The one thing I do see is that of all the companies a firm like Barclays cover, most have at least one cancer product in either P2, P3 or commercialized. So I get that, but they do have some with pre clinical and P1 covered as well.
jfm1330 wrote: I think we now have the proof that the last financing was unavoidable at terms similar to what was done. The market is simply unwilling to give them the benefit of the doubt on anything. They will swallow cr*p from other companies, but Thera is clearly on the black list of most. The market is very reluctant to give them credit for anything, but with real positive hard data on humans, some will change their minds and will recognize the reality. But it is quite clear now that we still have to wait a few months to see the beginning of that process.
The presentation yeserday was excellent, and the non verbal part was very telling in my view. These guys know more than us and they are very confident. Marsolais said that they were close to the MTD of free docetaxel, and if there is no neutropenia at all at that point, it will not happen drastically at the next higher dose. Toxicity appears gradually with dose increases. All that to say that they are already convinced that TH1902 MTD will be much higher than the MTD of docetaxel. They are convinced of that. They know it is the way it looks right now, but they still need to prove it. A much higher MTD would be a very strong signal of probable efficacy.
Again. Go back to the Q&A part of the presentation and look at their faces when asked if TH1902 would work better the more a cancer is at an advanced stage. They smile, but at the same time they try not to smile too much. They are convinced that they have something special in their hands because the combination of the features of the PDC and the target (sortilin) is so great. A small peptide with very high loading capacity while retaing affinity to sortilin with a selectively cleavable linker. The ideal target, sortilin, a membrane receptor whose role is to import/export large molecules through the cellular membrane by way of endocytosis, which allows to bypass a resistance mechanism to docetaxel, and the best part is the expression of sortilin is very low in all healthy tissues, except the neurones, but TH1902 does not cross the blood brain barrier, and the expression is high in many cancers, and increases as the cancer evolves to a more agressive stage. Really the perfect target to treat refractory advanced cancers. Obviously, not all cancer are expressing sortilin, but the percentage of them that do express it represents an enormous part of all cancers, so an gigantic potential market. If it would succeed with only 10% of that, it would still be a blockbuster platform, because, again, the real value is not only in TH1902, but in the peptide (TH19P01) that can be loaded with any cytotoxic agent. Marsolais said it verbatim yesterday.

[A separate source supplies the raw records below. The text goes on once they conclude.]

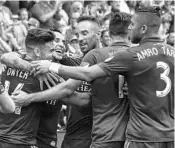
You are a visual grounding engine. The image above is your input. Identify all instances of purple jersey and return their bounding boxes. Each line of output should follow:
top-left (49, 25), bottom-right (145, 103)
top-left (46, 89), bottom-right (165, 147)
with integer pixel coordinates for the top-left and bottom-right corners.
top-left (37, 78), bottom-right (62, 148)
top-left (0, 67), bottom-right (40, 145)
top-left (61, 55), bottom-right (92, 139)
top-left (98, 38), bottom-right (175, 142)
top-left (82, 42), bottom-right (129, 142)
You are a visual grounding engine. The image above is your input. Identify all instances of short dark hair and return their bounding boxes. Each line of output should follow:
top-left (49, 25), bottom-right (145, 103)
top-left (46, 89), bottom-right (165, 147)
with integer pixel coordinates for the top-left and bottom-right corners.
top-left (50, 28), bottom-right (62, 34)
top-left (100, 13), bottom-right (111, 25)
top-left (135, 6), bottom-right (161, 17)
top-left (77, 15), bottom-right (100, 25)
top-left (101, 29), bottom-right (109, 38)
top-left (135, 6), bottom-right (162, 31)
top-left (109, 12), bottom-right (131, 36)
top-left (25, 28), bottom-right (55, 45)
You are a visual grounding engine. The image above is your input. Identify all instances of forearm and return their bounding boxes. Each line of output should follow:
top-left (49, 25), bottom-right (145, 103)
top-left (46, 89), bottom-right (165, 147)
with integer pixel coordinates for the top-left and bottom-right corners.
top-left (28, 79), bottom-right (82, 103)
top-left (1, 52), bottom-right (31, 71)
top-left (39, 10), bottom-right (56, 23)
top-left (61, 92), bottom-right (90, 106)
top-left (0, 92), bottom-right (15, 113)
top-left (49, 63), bottom-right (90, 81)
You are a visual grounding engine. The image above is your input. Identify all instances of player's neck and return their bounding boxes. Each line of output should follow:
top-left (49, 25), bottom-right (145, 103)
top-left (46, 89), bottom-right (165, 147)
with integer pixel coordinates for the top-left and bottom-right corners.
top-left (112, 36), bottom-right (129, 43)
top-left (142, 33), bottom-right (160, 40)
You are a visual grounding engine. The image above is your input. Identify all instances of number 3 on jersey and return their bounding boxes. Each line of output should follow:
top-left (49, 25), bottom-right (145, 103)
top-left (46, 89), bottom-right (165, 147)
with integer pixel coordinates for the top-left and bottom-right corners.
top-left (5, 81), bottom-right (24, 115)
top-left (156, 61), bottom-right (171, 97)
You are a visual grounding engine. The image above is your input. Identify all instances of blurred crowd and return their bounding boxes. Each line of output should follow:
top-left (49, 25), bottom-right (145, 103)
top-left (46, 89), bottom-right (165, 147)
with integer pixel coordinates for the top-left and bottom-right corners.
top-left (0, 0), bottom-right (174, 57)
top-left (0, 0), bottom-right (175, 129)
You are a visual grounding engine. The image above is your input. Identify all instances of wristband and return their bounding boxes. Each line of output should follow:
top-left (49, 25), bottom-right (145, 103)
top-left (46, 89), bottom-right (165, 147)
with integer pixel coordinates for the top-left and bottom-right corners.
top-left (49, 63), bottom-right (61, 74)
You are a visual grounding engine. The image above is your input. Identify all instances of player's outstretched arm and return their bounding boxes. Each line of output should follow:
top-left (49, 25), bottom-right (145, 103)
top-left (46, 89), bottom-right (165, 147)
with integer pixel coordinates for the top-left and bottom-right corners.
top-left (61, 92), bottom-right (91, 107)
top-left (1, 52), bottom-right (59, 90)
top-left (0, 86), bottom-right (15, 113)
top-left (1, 52), bottom-right (31, 71)
top-left (32, 60), bottom-right (107, 81)
top-left (12, 79), bottom-right (82, 106)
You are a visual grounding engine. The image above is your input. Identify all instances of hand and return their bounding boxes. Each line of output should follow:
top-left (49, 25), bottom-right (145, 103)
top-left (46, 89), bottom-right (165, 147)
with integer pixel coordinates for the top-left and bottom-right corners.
top-left (11, 91), bottom-right (30, 107)
top-left (31, 60), bottom-right (51, 76)
top-left (37, 73), bottom-right (61, 90)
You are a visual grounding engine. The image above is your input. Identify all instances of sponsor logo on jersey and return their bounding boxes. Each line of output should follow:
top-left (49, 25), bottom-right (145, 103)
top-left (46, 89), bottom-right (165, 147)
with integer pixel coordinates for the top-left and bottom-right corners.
top-left (105, 56), bottom-right (114, 62)
top-left (50, 141), bottom-right (56, 147)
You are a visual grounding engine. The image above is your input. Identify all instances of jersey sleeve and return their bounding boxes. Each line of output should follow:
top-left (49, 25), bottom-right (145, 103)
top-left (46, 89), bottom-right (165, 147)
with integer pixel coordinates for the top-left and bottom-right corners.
top-left (82, 49), bottom-right (97, 66)
top-left (98, 50), bottom-right (133, 76)
top-left (60, 54), bottom-right (82, 66)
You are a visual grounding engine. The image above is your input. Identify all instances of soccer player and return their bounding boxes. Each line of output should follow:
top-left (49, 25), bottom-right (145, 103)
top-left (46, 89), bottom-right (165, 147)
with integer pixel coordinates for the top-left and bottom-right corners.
top-left (10, 16), bottom-right (99, 148)
top-left (33, 7), bottom-right (175, 148)
top-left (0, 29), bottom-right (57, 148)
top-left (0, 83), bottom-right (15, 113)
top-left (82, 13), bottom-right (131, 148)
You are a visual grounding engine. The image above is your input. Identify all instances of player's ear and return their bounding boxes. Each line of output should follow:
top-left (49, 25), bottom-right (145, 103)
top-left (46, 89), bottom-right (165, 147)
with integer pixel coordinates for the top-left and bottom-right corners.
top-left (96, 31), bottom-right (101, 40)
top-left (141, 25), bottom-right (148, 34)
top-left (34, 48), bottom-right (41, 57)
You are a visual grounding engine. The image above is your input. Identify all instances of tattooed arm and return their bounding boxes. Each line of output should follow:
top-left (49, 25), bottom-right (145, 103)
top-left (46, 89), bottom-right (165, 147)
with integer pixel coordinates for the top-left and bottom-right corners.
top-left (1, 52), bottom-right (31, 71)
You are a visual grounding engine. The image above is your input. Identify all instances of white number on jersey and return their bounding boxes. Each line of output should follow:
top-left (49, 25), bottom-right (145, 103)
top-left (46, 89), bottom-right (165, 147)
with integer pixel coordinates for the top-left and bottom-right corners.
top-left (156, 61), bottom-right (171, 97)
top-left (5, 81), bottom-right (24, 115)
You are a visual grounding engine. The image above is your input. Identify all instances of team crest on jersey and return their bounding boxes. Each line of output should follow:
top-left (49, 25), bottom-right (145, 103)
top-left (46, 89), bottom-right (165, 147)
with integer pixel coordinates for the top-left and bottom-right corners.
top-left (105, 56), bottom-right (114, 62)
top-left (50, 141), bottom-right (56, 147)
top-left (80, 62), bottom-right (90, 67)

In a way I am back to my "too good to be true" that I was repeating about the ibalizumab deal a few years ago. In the end, ibalizumab (Trogarzo) ended up as a commercial failure, but there was a window of opportunity to make a lot of money with it. I was dumb enough to miss it, like many others here that are now very frustrated because of that. But now we are up for another opportunity. I am quite convinced it will be really good. How good? I am not sure, but good enough. That being said, it seems the market still believes that it looks too good to be true, and the Trogarzo fiasco is probably an explaination as to why there is so much skepticism. But reality always catch up and the answer is becomes clear.